“Il ricatto dei food blogger” è il titolo di copertina del mensile Gambero Rosso di marzo. Il riferimento è a due inchieste del nostro Ludovico Perin che raccontano bene che cosa sia diventato il mercato della comunicazione enogastronomica oggi in Italia. Di cibo parliamo dalla mattina alla sera, tutti quanti, ovunque. Una conversazione unica e perpetua, nazionale, un tappeto sonoro di fondo che riempie qualunque momento della giornata, attraverso ogni strumento. Ma è innegabile che i luoghi principali deputati a ricevere e amplificare le riflessioni su ciò che mangiamo e beviamo, su come, quanto e dove lo facciamo, siano quelli più popolati (e popolari): vale a dire i social e il web. Ed è qui che allignano i maggiori rischi.
I casi Ferragni e Biagiarelli
Nei giorni roventi di gennaio abbiamo avuto l’impressione di essere arrivati a una sorta di punto di svolta. Due casi – diversi ma entrambi di inusitata potenza mediatica – il Pandoro-gate di Chiara Ferragni e il fact checking dello chef-blogger Lorenzo Biagiarelli finito in tragedia, con il suicidio della pizzaiola Giovanna Pedretti – ci hanno costretto a rivedere alla radice il rapporto tra noi stessi e quello che viene detto e scritto, con la pubblicità, con l’informazione. Persino la giurassica e dormiente autorità per la tutela del mercato si è trovata a dover intervenire cercando di mettere ordine in una giungla che lei per prima ha fatto finta per anni di non vedere.

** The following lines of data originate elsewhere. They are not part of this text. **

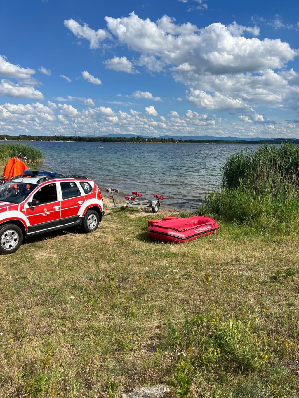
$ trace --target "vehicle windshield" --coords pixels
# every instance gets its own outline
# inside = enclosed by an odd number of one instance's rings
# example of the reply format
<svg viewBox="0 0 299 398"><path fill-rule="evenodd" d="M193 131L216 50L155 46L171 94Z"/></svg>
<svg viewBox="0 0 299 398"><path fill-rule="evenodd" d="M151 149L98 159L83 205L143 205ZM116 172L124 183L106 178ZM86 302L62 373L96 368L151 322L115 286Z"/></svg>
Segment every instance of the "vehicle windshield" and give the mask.
<svg viewBox="0 0 299 398"><path fill-rule="evenodd" d="M26 182L6 182L0 185L0 201L21 203L37 186L37 184L27 184Z"/></svg>

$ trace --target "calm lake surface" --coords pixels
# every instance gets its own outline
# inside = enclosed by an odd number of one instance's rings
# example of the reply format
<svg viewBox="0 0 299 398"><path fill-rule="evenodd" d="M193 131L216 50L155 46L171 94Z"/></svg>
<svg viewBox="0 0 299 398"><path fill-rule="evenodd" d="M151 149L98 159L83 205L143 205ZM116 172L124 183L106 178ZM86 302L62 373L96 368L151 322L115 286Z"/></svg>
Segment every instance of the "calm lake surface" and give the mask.
<svg viewBox="0 0 299 398"><path fill-rule="evenodd" d="M153 199L152 195L158 193L165 197L164 205L187 209L197 207L208 191L219 186L220 167L228 155L258 146L212 143L22 143L43 152L42 170L67 174L73 160L71 174L92 178L103 191L108 187L117 188L128 195L138 191L148 199Z"/></svg>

Un esercito aggressivo di influencer
E però, per quanto spettacolari e shockanti, questi casi non hanno detto tutto quello che c’era da dire sulle storture del settore. Hanno dimenticato ad esempio di raccontare che alle spalle dei grandi influencer, a loro modo dei grandi professionisti, si muove un esercito aggressivo e spesso disarticolato di aspiranti o sedicenti influencer se non addirittura “non influencer” (spesso hanno pochi follower) privi di ogni tipo di preparazione che tentano e non di rado riescono a lucrare migliaia di euro ricattando e minacciando baristi, ristoratori, imprenditori del settore. Un autentico racket che alla fine dei conti vale milioni di euro capace di generare danni che vanno di molto oltre a quelli immediatamente economici. Danni di credibilità, di reputazione, di immagine a un mondo che di questi requisiti vive e che su questi requisiti lavora quotidianamente per migliorare l’offerta e rimanere al passo con i competitor internazionali.
Il danno ai consumatori
A subire i danni maggiori alla fine non sono nemmeno i ristoratori ricattati, quanto i consumatori che si ritrovano parte inconsapevole dei raggiri finendo a loro volta per essere raggirati e “mandati” a mangiare o a bere in posti privi di ogni valore. Un meccanismo che rischia di minare radicalmente tutti i meccanismi di base, le fondamenta del nostro mondo rispetto al quale l’unica possibilità che ci è concessa è quella di cercare di impegnarci sempre di più nel nostro quotidiano lavoro giornalistico per offrire ai nostri lettori una critica enogastronomica sempre affidabile e pulita.